The greatest added expense would probably be that of providing security against chicken-nappers. (Sorry, no free-range hens will be allowed on these farms.) Whereas a single large farm in Ohio produces more than seven million eggs a day, "Most of our products would only require perhaps ten thousand a day," says Paul Ditullio, vice president of product development at the company. Ramping up production would also be simple: a single randy rooster can produce two thousand offspring per month.

For all the fuss over Dolly as the world’s first cloned mammal, her real purpose was to provide cheap, lifesaving proteins in her milk.

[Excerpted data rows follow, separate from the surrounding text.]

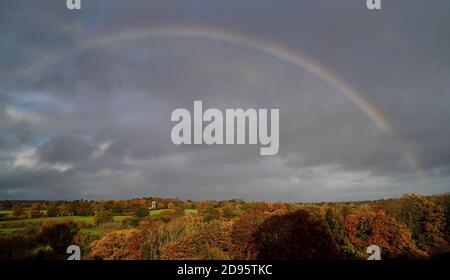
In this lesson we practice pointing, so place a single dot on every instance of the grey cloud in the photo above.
(121, 95)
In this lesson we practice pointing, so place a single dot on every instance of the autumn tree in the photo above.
(17, 210)
(53, 211)
(102, 217)
(425, 219)
(295, 236)
(365, 227)
(119, 245)
(59, 236)
(207, 241)
(242, 234)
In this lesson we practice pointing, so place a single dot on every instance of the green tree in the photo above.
(53, 211)
(102, 217)
(141, 211)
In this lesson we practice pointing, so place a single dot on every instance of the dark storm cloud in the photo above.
(97, 123)
(65, 149)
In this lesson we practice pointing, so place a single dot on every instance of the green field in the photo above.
(160, 211)
(9, 230)
(20, 223)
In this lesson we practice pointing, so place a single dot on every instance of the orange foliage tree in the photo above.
(119, 245)
(366, 227)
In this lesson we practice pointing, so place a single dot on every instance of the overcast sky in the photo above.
(83, 116)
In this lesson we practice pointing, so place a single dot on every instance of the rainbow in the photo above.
(280, 52)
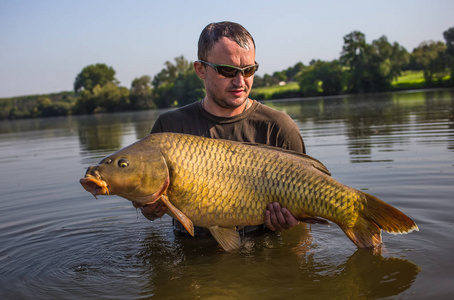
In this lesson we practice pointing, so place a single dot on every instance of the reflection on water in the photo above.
(268, 262)
(59, 242)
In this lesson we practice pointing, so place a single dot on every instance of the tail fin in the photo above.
(376, 216)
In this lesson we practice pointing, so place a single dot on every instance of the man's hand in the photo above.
(278, 218)
(152, 211)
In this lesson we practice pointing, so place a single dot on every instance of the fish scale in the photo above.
(263, 189)
(221, 184)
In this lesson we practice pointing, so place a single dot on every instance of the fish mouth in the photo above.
(95, 186)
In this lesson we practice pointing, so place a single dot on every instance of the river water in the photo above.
(58, 242)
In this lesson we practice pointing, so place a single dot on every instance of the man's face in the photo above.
(229, 93)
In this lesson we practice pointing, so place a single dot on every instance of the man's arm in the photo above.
(278, 218)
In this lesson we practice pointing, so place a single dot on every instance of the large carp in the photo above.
(221, 184)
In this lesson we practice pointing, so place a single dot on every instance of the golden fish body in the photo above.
(221, 184)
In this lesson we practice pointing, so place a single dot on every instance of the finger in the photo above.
(281, 221)
(290, 220)
(268, 221)
(161, 211)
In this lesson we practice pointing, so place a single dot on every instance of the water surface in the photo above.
(58, 242)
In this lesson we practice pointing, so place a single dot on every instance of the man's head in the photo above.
(225, 43)
(213, 32)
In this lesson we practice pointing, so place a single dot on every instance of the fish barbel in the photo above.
(221, 184)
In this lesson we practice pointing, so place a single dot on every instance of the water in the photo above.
(58, 242)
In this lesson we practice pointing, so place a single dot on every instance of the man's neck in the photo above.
(220, 111)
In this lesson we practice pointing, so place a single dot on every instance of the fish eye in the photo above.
(123, 163)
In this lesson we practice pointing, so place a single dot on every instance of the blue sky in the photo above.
(44, 44)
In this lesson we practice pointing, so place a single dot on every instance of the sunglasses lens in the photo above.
(248, 72)
(227, 71)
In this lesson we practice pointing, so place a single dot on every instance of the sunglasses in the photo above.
(231, 71)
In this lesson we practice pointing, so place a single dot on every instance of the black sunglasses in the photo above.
(231, 71)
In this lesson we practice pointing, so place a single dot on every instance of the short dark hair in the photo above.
(214, 31)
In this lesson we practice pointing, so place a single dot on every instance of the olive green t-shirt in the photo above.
(258, 124)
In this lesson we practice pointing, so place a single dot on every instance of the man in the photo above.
(226, 53)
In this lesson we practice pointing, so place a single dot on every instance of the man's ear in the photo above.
(200, 69)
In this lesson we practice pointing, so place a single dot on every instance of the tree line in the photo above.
(361, 68)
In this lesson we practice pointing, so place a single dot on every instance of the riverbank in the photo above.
(409, 80)
(61, 104)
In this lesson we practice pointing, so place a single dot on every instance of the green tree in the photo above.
(140, 93)
(431, 56)
(93, 75)
(371, 68)
(292, 72)
(176, 84)
(321, 77)
(449, 38)
(353, 56)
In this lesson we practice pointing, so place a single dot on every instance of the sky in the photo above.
(44, 44)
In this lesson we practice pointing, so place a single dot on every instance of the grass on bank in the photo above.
(407, 80)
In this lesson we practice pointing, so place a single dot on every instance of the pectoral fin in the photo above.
(228, 238)
(180, 216)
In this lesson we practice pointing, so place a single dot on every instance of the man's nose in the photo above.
(239, 79)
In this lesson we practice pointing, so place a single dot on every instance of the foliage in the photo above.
(177, 84)
(140, 93)
(321, 78)
(431, 56)
(449, 38)
(371, 68)
(106, 98)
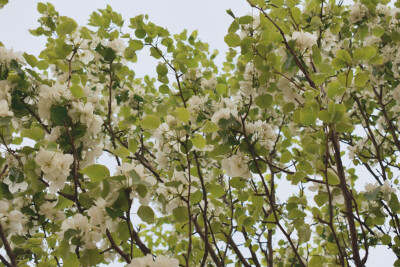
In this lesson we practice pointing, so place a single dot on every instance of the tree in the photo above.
(309, 93)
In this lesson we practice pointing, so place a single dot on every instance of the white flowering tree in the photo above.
(307, 102)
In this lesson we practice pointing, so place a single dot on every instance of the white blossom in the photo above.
(304, 40)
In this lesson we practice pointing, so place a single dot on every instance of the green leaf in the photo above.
(333, 89)
(264, 101)
(361, 79)
(133, 145)
(316, 261)
(321, 199)
(180, 214)
(162, 69)
(155, 52)
(122, 152)
(66, 26)
(298, 177)
(338, 64)
(136, 45)
(232, 39)
(146, 214)
(182, 114)
(77, 91)
(150, 122)
(72, 260)
(96, 172)
(307, 116)
(333, 179)
(35, 133)
(59, 115)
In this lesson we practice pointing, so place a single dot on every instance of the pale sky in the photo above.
(207, 16)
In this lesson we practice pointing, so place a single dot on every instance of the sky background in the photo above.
(209, 17)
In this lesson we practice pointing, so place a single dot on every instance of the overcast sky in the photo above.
(207, 16)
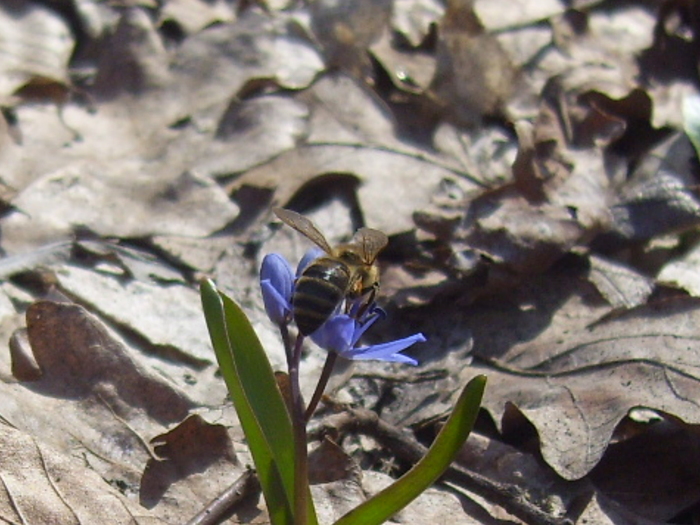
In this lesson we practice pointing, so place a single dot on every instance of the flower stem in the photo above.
(301, 465)
(331, 358)
(287, 341)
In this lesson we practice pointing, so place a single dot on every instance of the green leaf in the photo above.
(443, 450)
(258, 402)
(691, 119)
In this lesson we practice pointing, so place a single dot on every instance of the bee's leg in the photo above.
(371, 293)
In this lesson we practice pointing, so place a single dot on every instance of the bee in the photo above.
(346, 271)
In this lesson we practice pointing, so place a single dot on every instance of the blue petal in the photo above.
(276, 306)
(336, 334)
(386, 351)
(277, 284)
(371, 316)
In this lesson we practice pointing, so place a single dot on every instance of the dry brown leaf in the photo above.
(620, 285)
(182, 337)
(77, 357)
(474, 76)
(576, 389)
(194, 453)
(35, 46)
(659, 487)
(413, 18)
(41, 485)
(114, 205)
(252, 132)
(194, 15)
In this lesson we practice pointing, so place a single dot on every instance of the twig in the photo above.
(509, 496)
(216, 509)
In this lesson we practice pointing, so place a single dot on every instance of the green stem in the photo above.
(331, 358)
(301, 464)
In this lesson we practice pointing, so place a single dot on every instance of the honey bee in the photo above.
(346, 271)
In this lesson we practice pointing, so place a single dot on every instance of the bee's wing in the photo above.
(371, 242)
(303, 226)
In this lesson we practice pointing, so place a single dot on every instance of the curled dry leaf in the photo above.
(35, 46)
(194, 15)
(43, 486)
(78, 357)
(195, 453)
(620, 285)
(575, 390)
(474, 76)
(114, 205)
(169, 318)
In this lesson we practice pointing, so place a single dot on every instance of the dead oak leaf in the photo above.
(576, 389)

The company’s first commercial product will probably be insulin, but TranXenoGen isn’t putting all its eggs in one basket. It is collaborating with several companies working to produce monoclonal antibodies. These are versions of natural antibodies that are pumped up like Arnold Schwarzenegger to face down diseases that would send the natural antibodies scurrying for cover. Monoclonals are already being used against cancer (Herceptin is one), autoimmune diseases such as rheumatoid arthritis, and in a wide variety of diagnostic measures. "We’re looking at five or six years before we expect to be in commercial production," says Ditullio. Milk is another protein medium with tremendous promise. The original cloned mammal, a sheep named Dolly, was actually part of a greater experiment. The purpose of cloning her was to create a line of sheep that would carry in their milk a human gene for factor IX, a clotting protein that people with hemophilia type B lack.

A single Nexia goat can produce more silk than a mass of writhing spiders.

Researchers are experimenting with sheep and cows to create a wide variety of medicinal proteins, but the first transgenic protein to go from the udder to the home will come from the goats of Nexia Biotechnology of Quebec, Canada. These goats have had a spider gene inserted into their genetic line, allowing a single animal to produce more silk protein than the most horrifying mass of big, furry, writhing spiders you can imagine. Investigative web reporter Matt Drudge recently referenced these animals with a New York Post-style headline: "Genetic Horror Show: Scientists Create ’SpiderGoat’." Unlike the title character in Spiderman, however, these genetically altered animals are just goats, only about one-seventy-thousandth spider; they look and sound just like goats, and their mouths still function as universal trash-disposal units. "We’ve got about 100 animals now, and we’re breeding them into a herd of five thousand by next year," says Jeffrey Turner, a molecular geneticist and president and CEO of Nexia Biotechnologies in Quebec.

This silk isn’t for scarves or neckties: it would constitute the strongest fiber known. A woven cable as thick as your thumb would be able to bear the weight of a 747 airliner. "Mimicking spider silk properties has long been the Holy Grail of material science," says Turner. The silk is slated for use in wound healing, tissue repair, production of artificial tendons and ligaments, and prostheses. The first use, however, will be the development of super-thin, biodegradable sutures for ocular surgery and neurosurgery. These will be available in large quantities in 2004, Turner says.

For Turner, an avid hunter and former Air Force brat, perhaps the most interesting application of the super silk will be in the in the War on Terrorism. Ever wonder why American soldiers seem to take so few casualties compared to those they inflict? Everybody likes to emphasize superior weaponry, training, and gadgets, but the lopsided kill ratios are in large part attributable to Americans’ superior body armor. Current lightweight armor is made from DuPont’s Kevlar, but Kevlar can’t stop a .762 millimeter round from an AK-47, the terrorists’ weapon of choice. Ceramic plates can do the job, but they’re so bulky and heavy that soldiers sometimes ditch them. Nexia’s new "BioSteel," made of the new silk, is expected to have three times the stopping power as Kevlar per thickness, meaning that soft and light armor could replace heavy ceramic. We can rest assured, then, that these goats aren’t monsters, any more than ProdiGene’s plants are Triffids. But it is easy to see how an al Qaeda terrorist might think otherwise.